The Syrian Army, weakened by combat losses but probably more so by desertions, defections and draft-dodging, is suffering a critical manpower shortage, Assad conceded in his July 26th speech. This means he is increasingly reliant on Iran to avoid total defeat.
But even though the minority- Alawite regime he took over from his late father in 2000 (though it seems not the elder Assad’s serpentine skills) is in deep trouble, and may have to relinquish more territory, he declared: “We are not collapsing.
“We are steadfast, and we will achieve victory. Defeat does not exist in the dictionary of the Syrian Arab Army.”
But the harsh reality is that the regime currently only controls about one-third of Syria and there are growing indications that, pressured by its increasingly domineering ally Iran, it is now circling the wagons around those defensible sectors that are deemed vital to the regime’s survival.
This envisaged rump state embraces Damascus and its environs, the Alawite heartland in the north-west that includes the coastal region around the Mediterranean port of Latakia, the regime’s only maritime link and essential for arms supplies from Russia, and the central sector in Homs province that links them.

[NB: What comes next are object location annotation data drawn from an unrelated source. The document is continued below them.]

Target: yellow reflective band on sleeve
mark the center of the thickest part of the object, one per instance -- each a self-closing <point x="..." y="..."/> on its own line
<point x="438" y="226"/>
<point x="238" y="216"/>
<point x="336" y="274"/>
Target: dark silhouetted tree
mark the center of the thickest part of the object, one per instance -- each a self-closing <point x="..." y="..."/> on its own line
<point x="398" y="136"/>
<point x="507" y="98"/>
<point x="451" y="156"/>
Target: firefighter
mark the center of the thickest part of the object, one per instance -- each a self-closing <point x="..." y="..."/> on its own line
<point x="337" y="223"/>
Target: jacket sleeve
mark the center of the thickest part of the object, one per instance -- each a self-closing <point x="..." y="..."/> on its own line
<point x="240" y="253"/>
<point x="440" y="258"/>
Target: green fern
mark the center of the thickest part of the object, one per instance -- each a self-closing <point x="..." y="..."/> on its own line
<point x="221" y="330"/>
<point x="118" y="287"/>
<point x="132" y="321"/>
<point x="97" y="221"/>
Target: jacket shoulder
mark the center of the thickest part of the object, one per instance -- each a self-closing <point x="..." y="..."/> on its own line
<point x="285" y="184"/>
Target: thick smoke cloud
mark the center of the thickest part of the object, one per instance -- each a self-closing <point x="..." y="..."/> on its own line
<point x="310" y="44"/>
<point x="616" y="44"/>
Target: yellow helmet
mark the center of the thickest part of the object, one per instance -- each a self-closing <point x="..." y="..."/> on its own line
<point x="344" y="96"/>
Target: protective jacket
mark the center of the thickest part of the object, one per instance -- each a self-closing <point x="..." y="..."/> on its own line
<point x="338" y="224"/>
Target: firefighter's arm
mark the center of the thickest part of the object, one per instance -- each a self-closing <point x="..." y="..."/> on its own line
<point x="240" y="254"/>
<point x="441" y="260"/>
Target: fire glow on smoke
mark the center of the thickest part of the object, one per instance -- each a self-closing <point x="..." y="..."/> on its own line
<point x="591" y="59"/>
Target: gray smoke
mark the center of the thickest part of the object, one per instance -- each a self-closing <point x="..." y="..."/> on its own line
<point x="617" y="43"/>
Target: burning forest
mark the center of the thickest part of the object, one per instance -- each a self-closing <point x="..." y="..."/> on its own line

The hand of Iran is seen in this strategy, giving weight to a growing perception that the Iranians, whose support on the ground with money, supplies and fighting men drawn from Hezbollah and other Shia proxies has been critical in keeping Assad in power through four-and-a-half years of carnage, are increasingly taking charge of military operations from his enfeebled army.
This essentially leaves Assad little more than an Alawite warlord in a land ravaged by warlords beholden to one outside power or another.
Neighbouring Iraq is going the same way. Both countries, once Arab powerhouses held together by Machiavellian dictators, are disintegrating in the sectarian cataclysm gripping the Middle East.
The emerging plan for the Damascus regime to hold onto only what has become known as “useful Syria” is seen as generated by Tehran’s strategic interests, primarily to maintain a land corridor to Hezbollah in Lebanon to the west through which it can be supplied with arms against Israel.
“If the Assad regime falls, Iranian arms shipments to Hezbollah are likely to cease, and Hezbollah would no longer be the deterrence against Israel that is now,” said Syrian analysts Fouad Hamdan and Shiar Youssef, founders of the activist group Naame Shaam.
“It is no longer accurate to describe the war in Syria as a conflict between Syrian rebels … and Assad’s regime forces ‘supported’ by the Iranian Revolutionary Guards, Hezbollah and Iraqi militias,” they wrote in a recent Middle East Institute analysis entitled “Iran as an Occupying Force in Syria”.
“Most major battles … are now being directed and fought by the Revolutionary Guards and Hezbollah, along with other non-Syrian Shia militias, with Assad forces in a supportive or secondary role.”